Waste to Wealth: Sustainable Synthesis of Green Tea-Derived Quantum Dots for Nanomolar Detection of Fe3+ Ions and Ascorbic Acid

Abstract

Highly fluorescent carbon quantum dots are synthesized from green tea leaves via microwave pyrolysis and abbreviated as G-CQDs. This eco-friendly method utilizes a renewable, low-cost, and easily accessible carbon source, with water as the solvent, aligning with green and sustainable synthesis. High-resolution transmission electron microscopy analysis reveals an average particle size of ≈2 nm.
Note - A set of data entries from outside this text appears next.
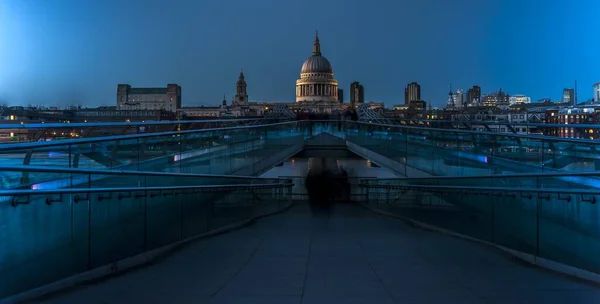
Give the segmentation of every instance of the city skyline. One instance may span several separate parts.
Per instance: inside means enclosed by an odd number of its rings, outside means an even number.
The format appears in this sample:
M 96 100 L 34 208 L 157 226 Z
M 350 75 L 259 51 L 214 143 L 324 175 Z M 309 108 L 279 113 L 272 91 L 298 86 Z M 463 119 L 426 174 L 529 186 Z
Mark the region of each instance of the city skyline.
M 177 83 L 183 88 L 184 106 L 211 106 L 223 93 L 231 98 L 240 68 L 252 100 L 293 101 L 293 82 L 310 55 L 316 29 L 340 88 L 349 90 L 351 82 L 359 81 L 366 102 L 388 107 L 404 102 L 404 88 L 413 81 L 422 86 L 423 99 L 438 107 L 445 105 L 449 84 L 464 90 L 477 84 L 483 94 L 502 87 L 535 101 L 559 100 L 562 89 L 578 80 L 581 102 L 592 97 L 591 86 L 600 81 L 600 66 L 592 57 L 595 48 L 573 48 L 586 45 L 585 34 L 597 27 L 593 23 L 598 21 L 585 17 L 592 16 L 590 6 L 600 8 L 596 3 L 564 8 L 466 0 L 439 3 L 437 11 L 427 9 L 432 1 L 357 7 L 325 1 L 318 5 L 322 11 L 311 15 L 302 12 L 313 3 L 290 11 L 287 4 L 273 1 L 180 2 L 169 6 L 172 14 L 165 14 L 166 2 L 159 0 L 132 1 L 137 9 L 116 11 L 118 3 L 112 0 L 93 6 L 32 2 L 0 4 L 6 25 L 0 28 L 0 99 L 11 105 L 112 105 L 118 83 Z M 401 18 L 393 11 L 408 19 L 396 20 Z M 497 19 L 508 11 L 509 18 L 528 18 L 503 28 Z M 565 12 L 576 13 L 576 18 Z M 435 24 L 410 26 L 421 20 L 413 14 Z M 249 15 L 253 22 L 244 22 Z M 557 24 L 552 18 L 559 15 L 563 22 Z M 373 20 L 343 22 L 356 16 Z M 469 43 L 461 37 L 480 38 Z M 537 47 L 549 42 L 551 47 Z

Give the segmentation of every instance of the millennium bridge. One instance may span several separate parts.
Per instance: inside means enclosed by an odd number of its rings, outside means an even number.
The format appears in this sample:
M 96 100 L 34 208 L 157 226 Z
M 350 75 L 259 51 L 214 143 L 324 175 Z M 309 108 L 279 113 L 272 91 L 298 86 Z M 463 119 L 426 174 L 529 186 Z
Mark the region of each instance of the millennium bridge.
M 19 127 L 36 136 L 0 144 L 0 303 L 600 299 L 598 141 L 364 108 Z M 348 173 L 327 214 L 311 158 Z

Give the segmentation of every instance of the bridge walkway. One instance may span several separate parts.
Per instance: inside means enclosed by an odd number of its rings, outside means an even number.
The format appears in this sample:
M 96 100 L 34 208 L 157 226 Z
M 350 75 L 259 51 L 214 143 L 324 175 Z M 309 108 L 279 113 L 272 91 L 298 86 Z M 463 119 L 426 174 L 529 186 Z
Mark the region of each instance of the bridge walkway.
M 356 205 L 300 204 L 36 303 L 597 303 L 589 283 Z

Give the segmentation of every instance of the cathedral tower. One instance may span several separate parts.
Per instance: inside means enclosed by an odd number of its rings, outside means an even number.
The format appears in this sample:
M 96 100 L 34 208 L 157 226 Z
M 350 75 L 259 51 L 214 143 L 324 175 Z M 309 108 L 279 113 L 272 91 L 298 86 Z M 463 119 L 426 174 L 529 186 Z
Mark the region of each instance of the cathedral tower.
M 244 79 L 244 70 L 240 71 L 240 77 L 236 83 L 236 94 L 233 99 L 233 105 L 245 105 L 248 102 L 248 93 L 246 92 L 246 80 Z

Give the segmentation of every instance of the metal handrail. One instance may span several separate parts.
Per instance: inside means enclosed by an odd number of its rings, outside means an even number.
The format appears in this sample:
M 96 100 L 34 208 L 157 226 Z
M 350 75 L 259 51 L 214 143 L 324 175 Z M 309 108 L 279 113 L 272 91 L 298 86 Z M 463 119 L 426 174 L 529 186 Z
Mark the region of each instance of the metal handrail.
M 78 122 L 78 123 L 33 123 L 33 124 L 0 124 L 0 129 L 50 129 L 50 128 L 81 128 L 81 127 L 127 127 L 127 126 L 160 126 L 194 123 L 223 123 L 265 120 L 265 118 L 236 118 L 236 119 L 201 119 L 201 120 L 169 120 L 148 122 Z M 269 120 L 267 118 L 266 120 Z
M 199 186 L 165 186 L 165 187 L 122 187 L 122 188 L 67 188 L 47 190 L 0 190 L 0 197 L 24 196 L 24 195 L 52 195 L 52 194 L 77 194 L 77 193 L 99 193 L 99 192 L 141 192 L 141 191 L 174 191 L 174 190 L 203 190 L 229 191 L 229 190 L 255 190 L 276 189 L 293 186 L 292 183 L 278 184 L 242 184 L 242 185 L 199 185 Z
M 381 123 L 373 123 L 373 122 L 362 122 L 355 121 L 357 124 L 361 125 L 371 125 L 371 126 L 379 126 L 386 128 L 398 128 L 398 129 L 407 129 L 407 130 L 416 130 L 416 131 L 434 131 L 441 133 L 462 133 L 462 134 L 476 134 L 476 135 L 490 135 L 490 136 L 501 136 L 508 138 L 520 138 L 520 139 L 535 139 L 540 141 L 551 141 L 551 142 L 567 142 L 573 144 L 594 144 L 597 145 L 599 142 L 597 140 L 592 139 L 574 139 L 574 138 L 563 138 L 556 136 L 544 136 L 544 135 L 531 135 L 531 134 L 504 134 L 498 132 L 489 132 L 489 131 L 472 131 L 472 130 L 461 130 L 461 129 L 442 129 L 442 128 L 430 128 L 430 127 L 416 127 L 416 126 L 408 126 L 408 125 L 388 125 Z
M 455 180 L 455 179 L 476 179 L 476 178 L 525 178 L 525 177 L 600 177 L 598 171 L 559 171 L 559 172 L 539 172 L 539 173 L 511 173 L 511 174 L 489 174 L 489 175 L 444 175 L 444 176 L 420 176 L 420 177 L 391 177 L 378 178 L 377 181 L 407 181 L 407 180 Z
M 278 122 L 278 123 L 265 124 L 265 125 L 254 125 L 254 126 L 235 126 L 235 127 L 224 127 L 224 128 L 185 130 L 185 131 L 168 131 L 168 132 L 158 132 L 158 133 L 144 133 L 144 134 L 129 134 L 129 135 L 101 136 L 101 137 L 91 137 L 91 138 L 65 139 L 65 140 L 60 140 L 60 141 L 43 141 L 43 142 L 3 144 L 3 145 L 0 145 L 0 152 L 7 151 L 7 150 L 8 151 L 10 151 L 10 150 L 25 150 L 25 149 L 35 149 L 35 148 L 45 148 L 45 147 L 55 147 L 55 146 L 68 146 L 68 145 L 97 143 L 97 142 L 104 142 L 104 141 L 116 141 L 116 140 L 128 140 L 128 139 L 138 139 L 138 138 L 147 138 L 147 137 L 169 136 L 169 135 L 184 135 L 184 134 L 205 133 L 205 132 L 215 132 L 215 131 L 247 130 L 247 129 L 262 128 L 262 127 L 280 126 L 280 125 L 285 125 L 285 124 L 296 124 L 296 123 L 297 123 L 297 121 L 291 121 L 291 122 L 288 121 L 288 122 Z
M 245 130 L 245 129 L 256 129 L 262 127 L 272 127 L 272 126 L 282 126 L 282 125 L 293 125 L 298 123 L 315 123 L 315 122 L 347 122 L 343 120 L 308 120 L 308 121 L 286 121 L 286 122 L 276 122 L 271 124 L 262 124 L 262 125 L 252 125 L 252 126 L 235 126 L 235 127 L 223 127 L 223 128 L 210 128 L 210 129 L 198 129 L 198 130 L 185 130 L 185 131 L 168 131 L 168 132 L 157 132 L 157 133 L 143 133 L 143 134 L 128 134 L 128 135 L 115 135 L 115 136 L 101 136 L 101 137 L 92 137 L 92 138 L 77 138 L 77 139 L 65 139 L 60 141 L 45 141 L 45 142 L 27 142 L 27 143 L 15 143 L 15 144 L 3 144 L 0 145 L 0 151 L 6 150 L 15 150 L 15 149 L 34 149 L 40 147 L 55 147 L 62 145 L 71 145 L 71 144 L 86 144 L 86 143 L 97 143 L 104 141 L 112 141 L 112 140 L 128 140 L 128 139 L 139 139 L 139 138 L 148 138 L 148 137 L 157 137 L 157 136 L 169 136 L 169 135 L 185 135 L 185 134 L 194 134 L 194 133 L 205 133 L 205 132 L 215 132 L 215 131 L 235 131 L 235 130 Z M 476 135 L 489 135 L 489 136 L 501 136 L 507 138 L 519 138 L 519 139 L 535 139 L 540 141 L 550 141 L 550 142 L 566 142 L 573 144 L 598 144 L 597 141 L 589 140 L 589 139 L 571 139 L 571 138 L 561 138 L 554 136 L 541 136 L 541 135 L 527 135 L 527 134 L 500 134 L 497 132 L 487 132 L 487 131 L 471 131 L 471 130 L 460 130 L 460 129 L 442 129 L 442 128 L 430 128 L 430 127 L 416 127 L 416 126 L 405 126 L 405 125 L 388 125 L 388 124 L 380 124 L 380 123 L 372 123 L 372 122 L 359 122 L 355 121 L 354 123 L 359 125 L 369 125 L 369 126 L 380 126 L 387 128 L 398 128 L 398 129 L 407 129 L 407 130 L 416 130 L 416 131 L 434 131 L 441 133 L 453 133 L 453 134 L 476 134 Z
M 438 185 L 370 185 L 361 183 L 361 187 L 371 189 L 386 190 L 420 190 L 423 192 L 433 190 L 443 190 L 465 193 L 468 191 L 499 191 L 504 193 L 511 192 L 539 192 L 539 193 L 557 193 L 557 194 L 582 194 L 582 195 L 600 195 L 600 190 L 590 189 L 570 189 L 570 188 L 519 188 L 519 187 L 477 187 L 477 186 L 438 186 Z
M 0 167 L 0 170 L 2 167 Z M 266 178 L 266 177 L 265 177 Z M 294 179 L 305 179 L 306 176 L 301 176 L 301 175 L 295 175 L 295 176 L 289 176 L 289 175 L 281 175 L 279 176 L 279 179 L 282 180 L 294 180 Z M 376 176 L 348 176 L 348 177 L 331 177 L 331 179 L 346 179 L 346 180 L 350 180 L 350 181 L 358 181 L 357 183 L 361 183 L 365 180 L 378 180 L 378 178 Z
M 512 115 L 512 114 L 511 114 Z M 200 120 L 169 120 L 169 121 L 148 121 L 148 122 L 89 122 L 89 123 L 33 123 L 33 124 L 0 124 L 0 129 L 50 129 L 50 128 L 81 128 L 81 127 L 126 127 L 126 126 L 158 126 L 158 125 L 178 125 L 178 124 L 194 124 L 194 123 L 227 123 L 227 122 L 244 122 L 244 121 L 264 121 L 278 120 L 280 118 L 261 117 L 261 118 L 233 118 L 233 119 L 200 119 Z M 497 122 L 497 121 L 460 121 L 460 120 L 436 120 L 436 119 L 398 119 L 398 118 L 370 118 L 373 121 L 398 121 L 406 123 L 451 123 L 471 125 L 487 125 L 487 126 L 522 126 L 522 127 L 537 127 L 537 128 L 574 128 L 574 129 L 589 129 L 600 128 L 600 124 L 542 124 L 542 123 L 519 123 L 519 122 Z M 335 121 L 335 120 L 311 120 L 311 121 Z M 397 126 L 397 125 L 395 125 Z M 434 128 L 434 127 L 429 127 Z M 437 128 L 435 128 L 437 129 Z M 442 129 L 442 128 L 440 128 Z M 454 129 L 448 129 L 454 130 Z
M 17 172 L 44 172 L 44 173 L 71 173 L 71 174 L 97 174 L 97 175 L 143 175 L 143 176 L 182 176 L 200 178 L 231 178 L 251 180 L 286 180 L 284 178 L 266 178 L 257 176 L 226 175 L 226 174 L 198 174 L 198 173 L 174 173 L 160 171 L 132 171 L 132 170 L 102 170 L 85 168 L 59 168 L 44 166 L 0 166 L 0 171 Z
M 513 115 L 513 114 L 510 114 Z M 514 115 L 519 115 L 519 114 L 514 114 Z M 497 121 L 490 121 L 490 122 L 486 122 L 486 121 L 473 121 L 473 120 L 466 120 L 466 121 L 461 121 L 461 120 L 435 120 L 435 119 L 418 119 L 418 120 L 411 120 L 411 119 L 398 119 L 398 118 L 384 118 L 384 119 L 373 119 L 373 120 L 395 120 L 398 122 L 406 122 L 406 123 L 449 123 L 449 124 L 470 124 L 473 126 L 519 126 L 519 127 L 536 127 L 536 128 L 574 128 L 574 129 L 598 129 L 600 128 L 600 124 L 542 124 L 542 123 L 520 123 L 520 122 L 497 122 Z M 429 127 L 432 129 L 437 129 L 435 127 Z M 442 128 L 440 128 L 442 129 Z M 448 129 L 448 130 L 453 130 L 453 129 Z M 496 133 L 496 132 L 494 132 Z

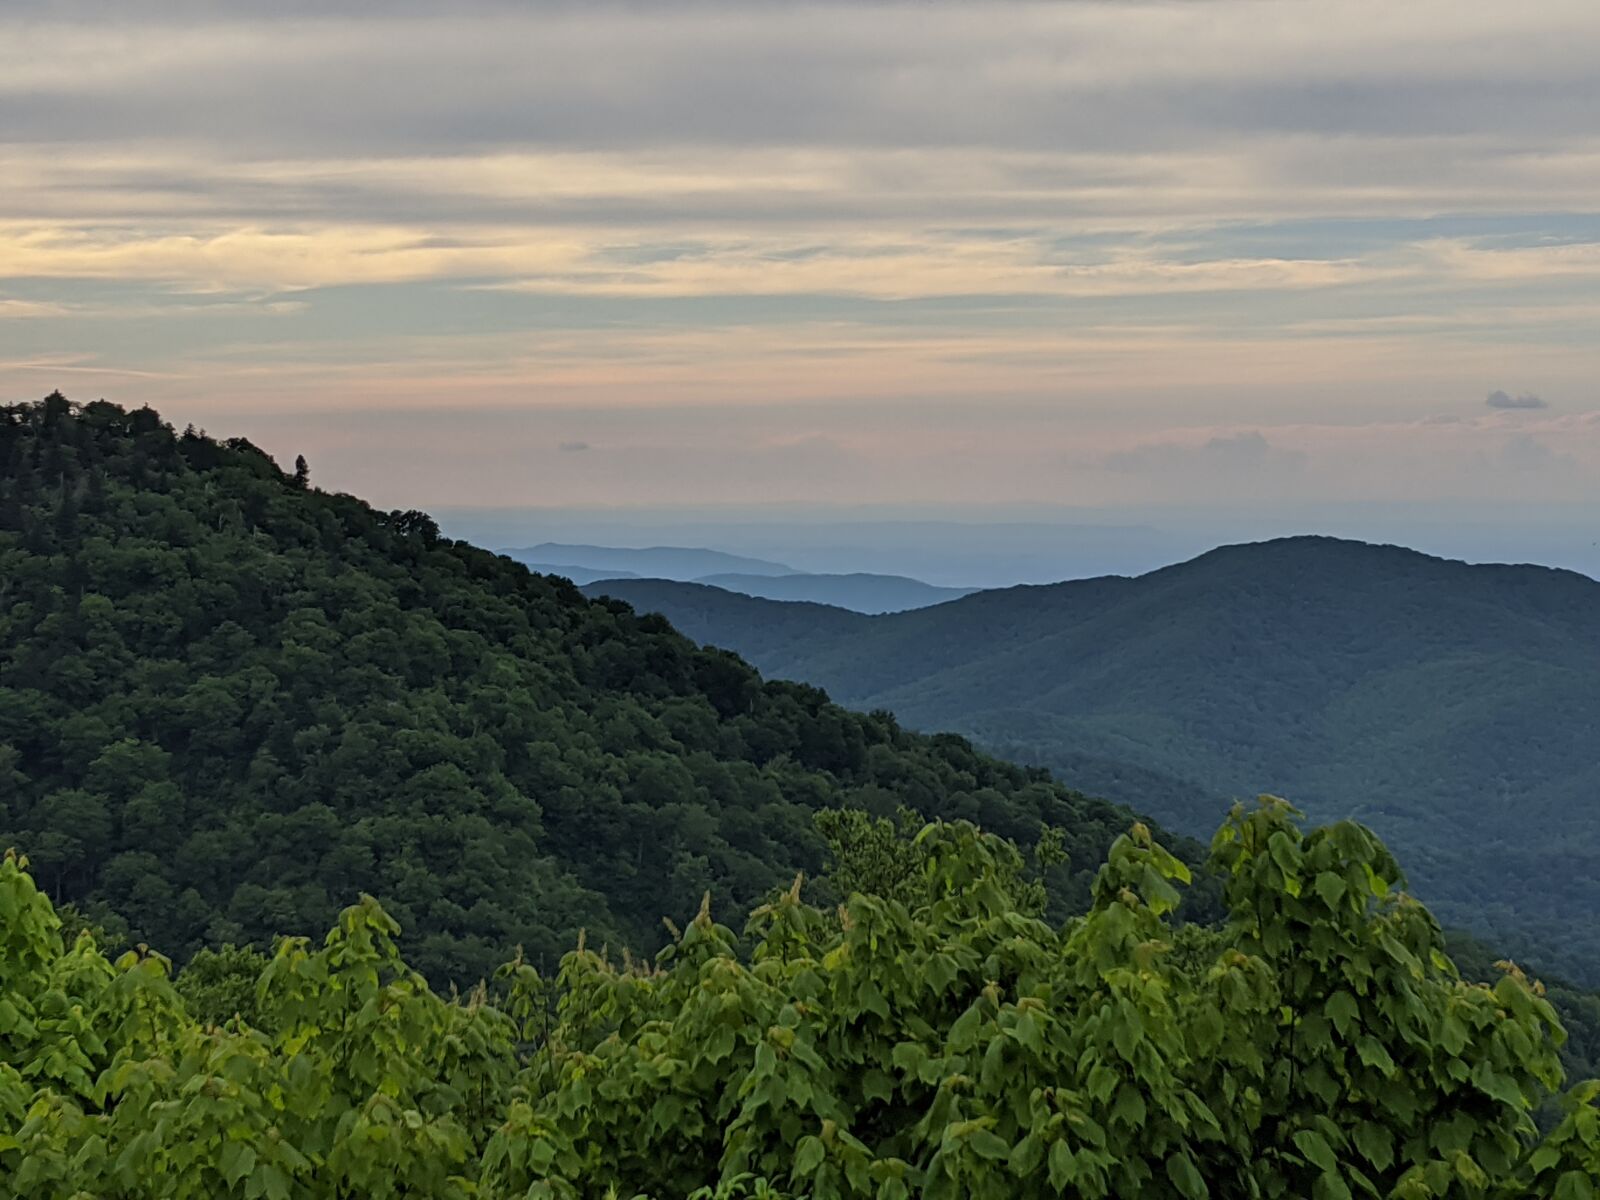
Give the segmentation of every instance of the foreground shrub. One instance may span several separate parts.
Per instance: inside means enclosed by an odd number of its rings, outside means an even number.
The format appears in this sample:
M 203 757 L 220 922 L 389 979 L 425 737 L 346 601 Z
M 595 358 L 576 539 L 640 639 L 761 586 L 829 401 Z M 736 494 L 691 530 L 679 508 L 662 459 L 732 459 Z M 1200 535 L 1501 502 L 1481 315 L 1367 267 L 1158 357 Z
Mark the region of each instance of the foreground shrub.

The nitrogen content in green tea leaves facilitates surface functionalization of G-CQDs, confirmed by X-ray photoelectron spectroscopy and Fourier transform infrared spectroscopy techniques. The G-CQDs exhibit excitation wavelength-dependent behavior and a high photoluminescence quantum yield of ≈45%, eliminating the need for surface passivation. The G-CQDs show excellent photostability and environmental stability when tested under varying pH, irradiation time, and ionic strength. Additionally, they demonstrate high selectivity and sensitivity for detecting Fe³⁺ ions with a detection limit of 2 nM through fluorescence quenching. The fluorescence is restored in the presence of ascorbic acid (AA) due to a redox reaction with Fe³⁺ ions, with a detection limit of 13 nM. This dual-sensing capability makes G-CQDs a promising nanoprobe for rapid and on-site detection of Fe³⁺ ions and AA.